And to be surprised is dishonesty, or privilege. Nina Power documents the history of the boil here:
Since the coalition came to power just over a year ago, the country has seen multiple student protests, occupations of dozens of universities, several strikes, a half-a-million-strong trade union march and now unrest on the streets of the capital (preceded by clashes with Bristol police in Stokes Croft earlier in the year). Each of these events was sparked by a different cause, yet all take place against a backdrop of brutal cuts and enforced austerity measures. The government knows very well that it is taking a gamble, and that its policies run the risk of sparking mass unrest on a scale we haven't seen since the early 1980s. With people taking to the streets of Tottenham, Edmonton, Brixton and elsewhere over the past few nights, we could be about to see the government enter a sustained and serious losing streak.

The policies of the past year may have clarified the division between the entitled and the dispossessed in extreme terms, but the context for social unrest cuts much deeper.
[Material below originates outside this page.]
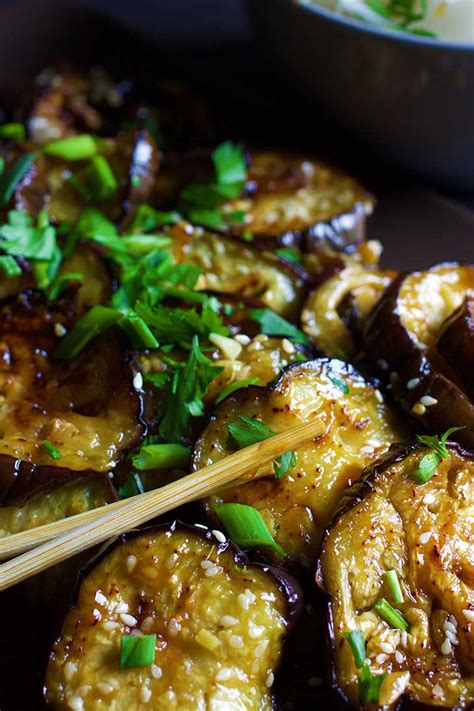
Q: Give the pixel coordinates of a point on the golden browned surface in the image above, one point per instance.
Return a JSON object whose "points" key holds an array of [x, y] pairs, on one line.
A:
{"points": [[219, 633], [72, 498], [359, 426], [426, 533], [234, 268], [321, 318]]}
The fatal shooting of Mark Duggan last Thursday, where it appears, contrary to initial accounts, that only police bullets were fired, is another tragic event in a longer history of the Metropolitan police's treatment of ordinary Londoners, especially those from black and minority ethnic backgrounds, and the singling out of specific areas and individuals for monitoring, stop and search and daily harassment.

One journalist wrote that he was surprised how many people in Tottenham knew of and were critical of the IPCC, but there should be nothing surprising about this. When you look at the figures for deaths in police custody (at least 333 since 1998 and not a single conviction of any police officer for any of them), then the IPCC and the courts are seen by many, quite reasonably, to be protecting the police rather than the people.
And Laurie Penny observes:
The truth is that very few people know why this is happening. They don't know, because they were not watching these communities. Nobody has been watching Tottenham since the television cameras drifted away after the Broadwater Farm riots of 1985. Most of the people who will be writing, speaking and pontificating about the disorder this weekend have absolutely no idea what it is like to grow up in a community where there are no jobs, no space to live or move, and the police are on the streets stopping-and-searching you as you come home from school. The people who do will be waking up this week in the sure and certain knowledge that after decades of being ignored and marginalised and harassed by the police, after months of seeing any conceivable hope of a better future confiscated, they are finally on the news. In one NBC report, a young man in Tottenham was asked if rioting really achieved anything:
"Yes," said the young man. "You wouldn't be talking to me now if we didn't riot, would you?"

"Two months ago we marched to Scotland Yard, more than 2,000 of us, all blacks, and it was peaceful and calm and you know what? Not a word in the press. Last night a bit of rioting and looting and look around you."

Eavesdropping from among the onlookers, I looked around. A dozen TV crews and newspaper reporters interviewing the young men everywhere.
There are communities all over the country that nobody paid attention to unless there had recently been a riot or a murdered child. Well, they're paying attention now.
People can only be pushed so far before they push back. To not understand that is a privilege.

To invoke that privilege in response, to use it in order to demonize the very people with whom the fastidious maintenance of one's privilege has left with no voice and no power and no options, is both cruel and risky.

I hope our leaders in Washington are paying attention, as the ink dries on our fancy new austerity legislation.